[Java] System vulnerability: Precautions for user operations after logging in

高洛峰
Release: 2016-10-13 12:50:53
Original
1616 people have browsed it

Project background:

SpringMVC + Mybatis + MySql database (javaWeb project development)

Related modules: login, personal details modification, order details query

Related vulnerability introduction:

 1. Login verification code: Login verification The code must be verified in the background. If the verification code is only verified in the front desk but not verified in the background, it may happen that after the verification code is verified for the first time, tools are used to bypass the verification code for brute force cracking;

  2. Interceptor: To verify After logging in, the interface name for personal information operations must be intercepted using /user or /admin. If the user is not logged in, it will automatically jump to the login page;

  3. Modification of personal details: The user's information must be stored in the session. , such as the user's id.
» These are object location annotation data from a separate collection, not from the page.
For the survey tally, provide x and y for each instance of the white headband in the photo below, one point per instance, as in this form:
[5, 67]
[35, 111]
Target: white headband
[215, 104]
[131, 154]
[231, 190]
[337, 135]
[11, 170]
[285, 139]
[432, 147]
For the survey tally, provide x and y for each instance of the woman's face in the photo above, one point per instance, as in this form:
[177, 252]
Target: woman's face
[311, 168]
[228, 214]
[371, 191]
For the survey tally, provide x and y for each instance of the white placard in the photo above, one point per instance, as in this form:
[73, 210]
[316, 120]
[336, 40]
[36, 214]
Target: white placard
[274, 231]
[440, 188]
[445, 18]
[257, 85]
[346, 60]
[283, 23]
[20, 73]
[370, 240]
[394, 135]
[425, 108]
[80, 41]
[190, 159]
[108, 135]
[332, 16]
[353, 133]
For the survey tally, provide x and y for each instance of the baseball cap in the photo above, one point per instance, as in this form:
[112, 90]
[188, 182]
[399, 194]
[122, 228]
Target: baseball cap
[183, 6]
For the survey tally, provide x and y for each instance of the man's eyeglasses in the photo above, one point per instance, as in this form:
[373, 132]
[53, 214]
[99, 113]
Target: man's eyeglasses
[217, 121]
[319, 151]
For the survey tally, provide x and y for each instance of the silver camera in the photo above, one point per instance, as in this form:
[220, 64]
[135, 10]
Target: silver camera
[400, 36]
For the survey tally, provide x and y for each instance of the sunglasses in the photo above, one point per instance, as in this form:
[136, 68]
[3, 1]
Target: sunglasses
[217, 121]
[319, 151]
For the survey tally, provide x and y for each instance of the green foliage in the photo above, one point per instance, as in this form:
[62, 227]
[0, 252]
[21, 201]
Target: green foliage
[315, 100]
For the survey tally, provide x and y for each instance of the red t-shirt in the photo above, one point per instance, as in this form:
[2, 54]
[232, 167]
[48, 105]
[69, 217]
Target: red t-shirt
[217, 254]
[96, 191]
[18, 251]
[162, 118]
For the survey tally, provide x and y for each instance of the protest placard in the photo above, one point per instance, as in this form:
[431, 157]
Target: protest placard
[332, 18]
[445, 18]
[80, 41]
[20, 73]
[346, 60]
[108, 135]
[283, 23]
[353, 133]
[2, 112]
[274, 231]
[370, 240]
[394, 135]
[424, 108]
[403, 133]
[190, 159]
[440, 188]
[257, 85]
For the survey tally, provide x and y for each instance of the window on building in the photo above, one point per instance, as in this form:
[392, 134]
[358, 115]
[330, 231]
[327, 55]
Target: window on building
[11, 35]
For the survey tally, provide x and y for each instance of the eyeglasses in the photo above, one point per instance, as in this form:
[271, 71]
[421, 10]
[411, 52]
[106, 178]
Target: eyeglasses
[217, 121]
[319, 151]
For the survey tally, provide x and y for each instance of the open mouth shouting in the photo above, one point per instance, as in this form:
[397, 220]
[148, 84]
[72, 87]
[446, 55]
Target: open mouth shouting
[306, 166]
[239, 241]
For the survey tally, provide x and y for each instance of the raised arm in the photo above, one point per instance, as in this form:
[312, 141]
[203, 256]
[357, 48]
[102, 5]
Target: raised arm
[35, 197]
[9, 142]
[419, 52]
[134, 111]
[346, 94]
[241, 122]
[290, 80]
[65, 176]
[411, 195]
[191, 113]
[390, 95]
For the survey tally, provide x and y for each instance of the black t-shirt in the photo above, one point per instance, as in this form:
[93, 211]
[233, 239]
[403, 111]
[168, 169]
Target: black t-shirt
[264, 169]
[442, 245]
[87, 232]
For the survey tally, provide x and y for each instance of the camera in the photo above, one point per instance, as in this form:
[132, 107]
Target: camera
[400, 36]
When modifying personal information in this way, if it is a password-free interface (that is, no password is required to modify information), when modifying account information, be sure not to directly pass the user's id as a unique identifier. Use the user's When providing critical information, you can obtain the information of the currently logged-in user from the session to prevent a user with account 3000001 from modifying the personal information of a user with account 3000002 after logging in;

  4. Order details interface: If you are querying the user's order details, If you query only through the order ID, even if /user is added to the interface name and users who are not logged in are intercepted, it is possible that other users can query the details of orders other than their own after logging in. In this case, before querying the order details, you must verify that the order is the personal order of the currently logged in user, that is, verify that the ID in the session is consistent with the ID of the creator of the order; to prevent information leakage;

(Note: The above vulnerabilities have actually happened. I am posting this in the hope that other newbies will learn from it and also hope to share with more people the problems encountered during development)


source:php.cn
Statement of this Website
The content of this article is voluntarily contributed by netizens, and the copyright belongs to the original author. This site does not assume corresponding legal responsibility. If you find any content suspected of plagiarism or infringement, please contact admin@php.cn
Latest Downloads
More>
Web Effects
Website Source Code
Website Materials
Front End Template
About us Disclaimer Sitemap
php.cn:Public welfare online PHP training,Help PHP learners grow quickly!